Consider all that has happened recently, all of it with a Pennsylvania connection:
Last Wednesday, in the Philadelphia debate, Obama stumbled at times, struggling with a series of questions (which many of his supporters denounced as trivial and unfair) about his past associations and the flag lapel pin he doesn't wear.
The Friday before, Obama and company were rocked by the news that the candidate had described small-town Pennsylvanians as "bitter." He had to spend days explaining what he meant.
To respond to the controversy over his former pastor, Obama chose Philadelphia for his speech on race.
If any of this was bothering Obama in the final days, he hasn't let it show, even as he lashed out at Clinton for what he called her "slash-and-burn" tactics.

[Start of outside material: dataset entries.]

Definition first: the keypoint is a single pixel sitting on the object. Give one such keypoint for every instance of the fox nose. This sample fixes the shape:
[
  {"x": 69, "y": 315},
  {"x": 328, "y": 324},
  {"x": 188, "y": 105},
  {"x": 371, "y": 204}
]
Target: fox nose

"I don't get too high when things are high. I don't get too low when things are low," he told the editorial boards of The Inquirer and Daily News last week.
"I've gotten my share of knocks and made some mistakes during the campaign, and I think I've held pretty steady throughout."
There's little question, though, that these events have complicated Obama's attempts to attract undecided voters in a state with a Democratic electorate that is tilted, demographically speaking, in Clinton's favor.
After closing the gap in the early part of April - thanks largely to spending millions of dollars on television - he had to keep doing everything right to overcome the remainder of Clinton's lead. And he hasn't. His state poll numbers have been stuck in the low-to-mid 40s, about a half dozen points behind her.
That hasn't stopped him, as he traversed the state, from continuing his playful romance with his fans.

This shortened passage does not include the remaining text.